Given that understanding, I would like to know how the pricing could possibly be determined, as it would necessarily have to be differentiated by locality, i.e., town, city, state, etc. and who would be setting the reimbursement rates, the carriers, State Insurance Department, the Federal Government?
If the pricing/reimbursement becomes too diverse, i.e. more favorable reimbursements in “better/more affluent geographic areas”, how will the potential physician migration to the possibly higher reimbursement areas be controlled and who will be left to service the lower reimbursement/higher needs areas, potentially the very people who the Healthcare Reform was to assist, those with lesser means and worse projected outcomes, i.e. lower reimbursements.
This begs the question of how end of life issues may be handled, as it may pertain to “the bottom line”.
Could you please address this issue, as well as who will be making the important final testing decisions that may not only assist those in need of critical care but what funds, time and/or testing will be allocated in an effort to maintain a healthy life style.

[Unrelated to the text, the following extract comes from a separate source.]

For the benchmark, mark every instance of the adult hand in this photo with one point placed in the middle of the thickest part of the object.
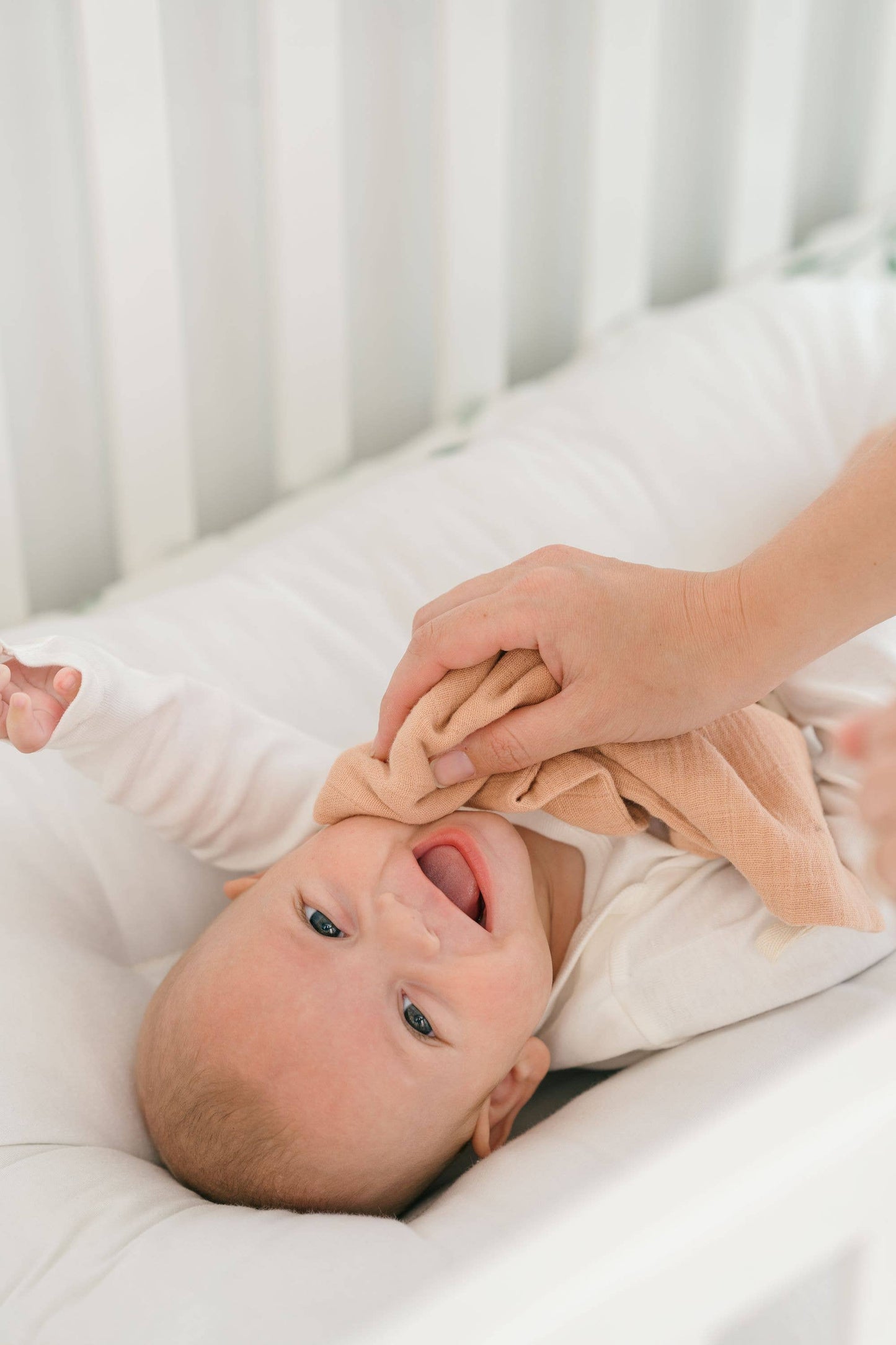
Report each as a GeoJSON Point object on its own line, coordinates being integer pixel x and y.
{"type": "Point", "coordinates": [639, 653]}
{"type": "Point", "coordinates": [872, 739]}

Attentively listening to Dr. Popiel’s explanation of ACO’s, he indicated that the physician/caretaker would ultimately be held responsible for the life results of the patience care.
I was able to catch up with Dr. Popiel immediately following the presentation and, in addition to the above questions, I asked him how the elongation of the Risk of Malpractice would be assessed, as I have personally known of my own physician clients who were caught up in malpractice issues from many previous years ago when they were residents, for which they had very little, if any, involvement, that resulted in significant malpractice pricing issues, particularly for certain specialties like Ob/Gyn, Neurology etc..
Much to my surprise, Dr. Popiel informed me that they have not yet even addressed this issue.
Other than the obvious concern for the physician, this unanticipated cost could be astronomical, particularly in light of today’s extraordinarily litigious society, driving even more physicians/caretakers out of the market and exponentially increasing the costs of Healthcare for all.
How can this very important pricing issue be non-addressed? My cynical thought process leads me to an obvious but hopefully non-negotiable answer that would leave the Federal Government in charge of all Healthcare, God Forbid!
Your kind and empowered assistance in seeking the panel’s responses would be much appreciated and hopefully passed along to the members of the NJAHU and the associated concerned.